The CANT 13 was an amphibious aircraft designed for use on Regia Marina ships in response to a 1925 competition.

==Design==
The CANT 13 was a conventional amphibious aircraft, a two-seater single-engined biplane amphibian with retractable undercarriage, made entirely of wood. The hull had an open two-seat side-by-side cockpit with an internal passage that allowed the second member of the crew to reach the two defensive positions, front and rear, both equipped with a machine gun. The equal span foldable wings were connected by a pair of inter-plane struts on each side, braced by tie rods in steel cable, with the upper wing equipped with ailerons.
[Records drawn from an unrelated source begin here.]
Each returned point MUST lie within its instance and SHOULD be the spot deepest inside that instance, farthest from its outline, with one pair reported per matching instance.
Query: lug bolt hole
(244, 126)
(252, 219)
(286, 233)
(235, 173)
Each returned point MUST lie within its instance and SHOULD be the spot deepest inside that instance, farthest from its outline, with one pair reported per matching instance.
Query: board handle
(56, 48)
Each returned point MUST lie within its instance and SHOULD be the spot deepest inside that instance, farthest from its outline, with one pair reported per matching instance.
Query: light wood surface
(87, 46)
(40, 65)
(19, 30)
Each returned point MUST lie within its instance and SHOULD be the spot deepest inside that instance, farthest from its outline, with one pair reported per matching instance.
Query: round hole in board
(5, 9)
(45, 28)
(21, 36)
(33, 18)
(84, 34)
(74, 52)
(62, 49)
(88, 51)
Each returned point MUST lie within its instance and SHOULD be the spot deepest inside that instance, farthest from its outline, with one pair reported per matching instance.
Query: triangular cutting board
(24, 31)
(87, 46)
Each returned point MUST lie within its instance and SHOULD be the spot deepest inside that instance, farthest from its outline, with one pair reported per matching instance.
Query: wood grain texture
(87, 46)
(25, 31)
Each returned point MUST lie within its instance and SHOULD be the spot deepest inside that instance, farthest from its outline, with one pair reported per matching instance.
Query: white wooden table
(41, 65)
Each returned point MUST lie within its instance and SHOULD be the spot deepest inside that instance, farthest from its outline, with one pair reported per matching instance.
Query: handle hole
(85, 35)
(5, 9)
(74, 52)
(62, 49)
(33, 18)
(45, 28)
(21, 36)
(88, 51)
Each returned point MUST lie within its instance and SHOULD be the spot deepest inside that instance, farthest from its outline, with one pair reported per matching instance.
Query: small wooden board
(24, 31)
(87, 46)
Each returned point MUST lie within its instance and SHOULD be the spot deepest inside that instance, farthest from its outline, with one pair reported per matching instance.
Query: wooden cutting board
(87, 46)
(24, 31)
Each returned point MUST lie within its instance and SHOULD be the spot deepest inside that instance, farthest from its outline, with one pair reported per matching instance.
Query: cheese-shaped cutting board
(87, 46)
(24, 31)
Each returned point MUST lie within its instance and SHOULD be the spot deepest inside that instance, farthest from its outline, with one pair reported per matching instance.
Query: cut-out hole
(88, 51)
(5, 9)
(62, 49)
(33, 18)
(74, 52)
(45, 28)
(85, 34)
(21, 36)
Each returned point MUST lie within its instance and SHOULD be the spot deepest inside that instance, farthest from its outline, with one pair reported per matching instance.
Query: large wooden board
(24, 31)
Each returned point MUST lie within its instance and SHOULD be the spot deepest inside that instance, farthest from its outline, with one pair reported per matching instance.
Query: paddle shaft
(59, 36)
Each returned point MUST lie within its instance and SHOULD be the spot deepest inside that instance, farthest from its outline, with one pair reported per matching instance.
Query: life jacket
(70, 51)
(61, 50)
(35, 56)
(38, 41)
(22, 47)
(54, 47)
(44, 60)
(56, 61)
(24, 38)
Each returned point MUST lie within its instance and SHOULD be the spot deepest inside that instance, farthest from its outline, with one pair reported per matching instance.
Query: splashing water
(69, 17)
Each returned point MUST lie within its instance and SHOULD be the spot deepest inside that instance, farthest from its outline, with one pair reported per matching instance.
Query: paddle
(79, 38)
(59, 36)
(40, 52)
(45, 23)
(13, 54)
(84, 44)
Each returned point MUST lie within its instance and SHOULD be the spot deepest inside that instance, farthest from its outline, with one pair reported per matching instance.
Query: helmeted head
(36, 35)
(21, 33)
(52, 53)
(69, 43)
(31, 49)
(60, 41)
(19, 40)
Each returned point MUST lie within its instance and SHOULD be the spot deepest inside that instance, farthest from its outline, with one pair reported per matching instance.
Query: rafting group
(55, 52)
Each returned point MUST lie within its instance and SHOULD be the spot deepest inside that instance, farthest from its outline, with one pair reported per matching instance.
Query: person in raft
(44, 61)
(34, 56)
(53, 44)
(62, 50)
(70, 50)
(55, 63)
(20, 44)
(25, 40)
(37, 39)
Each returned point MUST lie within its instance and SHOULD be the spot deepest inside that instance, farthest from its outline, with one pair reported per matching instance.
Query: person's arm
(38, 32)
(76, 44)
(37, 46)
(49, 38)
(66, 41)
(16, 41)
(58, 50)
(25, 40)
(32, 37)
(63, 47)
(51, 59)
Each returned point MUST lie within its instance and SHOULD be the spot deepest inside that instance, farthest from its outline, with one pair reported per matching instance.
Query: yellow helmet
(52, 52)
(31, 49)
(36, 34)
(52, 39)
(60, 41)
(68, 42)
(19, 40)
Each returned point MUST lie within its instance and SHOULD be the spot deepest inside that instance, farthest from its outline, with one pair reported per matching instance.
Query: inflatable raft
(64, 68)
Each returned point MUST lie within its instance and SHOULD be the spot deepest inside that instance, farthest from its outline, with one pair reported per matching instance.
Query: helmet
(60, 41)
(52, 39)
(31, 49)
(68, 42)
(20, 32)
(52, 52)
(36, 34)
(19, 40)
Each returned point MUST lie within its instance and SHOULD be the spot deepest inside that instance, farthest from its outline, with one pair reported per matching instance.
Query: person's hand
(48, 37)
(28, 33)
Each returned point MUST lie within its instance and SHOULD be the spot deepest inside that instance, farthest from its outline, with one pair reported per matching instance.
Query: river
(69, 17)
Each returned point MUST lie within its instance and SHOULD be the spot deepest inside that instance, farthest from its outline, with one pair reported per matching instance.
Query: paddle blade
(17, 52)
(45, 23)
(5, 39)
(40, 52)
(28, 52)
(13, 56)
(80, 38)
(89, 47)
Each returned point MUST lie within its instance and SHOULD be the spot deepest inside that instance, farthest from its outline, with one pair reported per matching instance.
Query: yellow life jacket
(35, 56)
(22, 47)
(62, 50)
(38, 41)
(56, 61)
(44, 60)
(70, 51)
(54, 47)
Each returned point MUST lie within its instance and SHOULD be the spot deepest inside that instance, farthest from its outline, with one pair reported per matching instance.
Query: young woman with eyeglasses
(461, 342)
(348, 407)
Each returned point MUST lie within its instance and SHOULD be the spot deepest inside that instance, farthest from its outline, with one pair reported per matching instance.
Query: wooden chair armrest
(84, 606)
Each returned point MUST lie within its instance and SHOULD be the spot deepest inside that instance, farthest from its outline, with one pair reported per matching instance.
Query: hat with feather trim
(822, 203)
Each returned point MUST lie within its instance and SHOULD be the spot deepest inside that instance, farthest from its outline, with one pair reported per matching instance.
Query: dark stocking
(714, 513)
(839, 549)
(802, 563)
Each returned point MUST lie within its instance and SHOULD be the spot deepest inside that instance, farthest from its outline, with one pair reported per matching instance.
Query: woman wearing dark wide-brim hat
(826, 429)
The landing gear was manually retractable operated by the pilot. Propulsion was supplied by a Lorraine-Dietrich 12Db liquid-cooled V-12 delivering 400 hp, driving with a fixed-pitch 2-bladed propeller placed between the two wings above the hull on a tubular steel central supporting .

==Development==
In 1925 the Ministry of Aeronautics issued a specification for the supply of a new amphibious aircraft to equip naval units of the Regia Marina. The CNT took part in the competition with a project entrusted to the engineer Raffaele Conflenti.

Two aircraft were built and were evaluated by the Regia Aeronautica but due to changes in the plans of the General Staff, no mass production was decided, but they were employed by the Regia Marina for at least the following two years.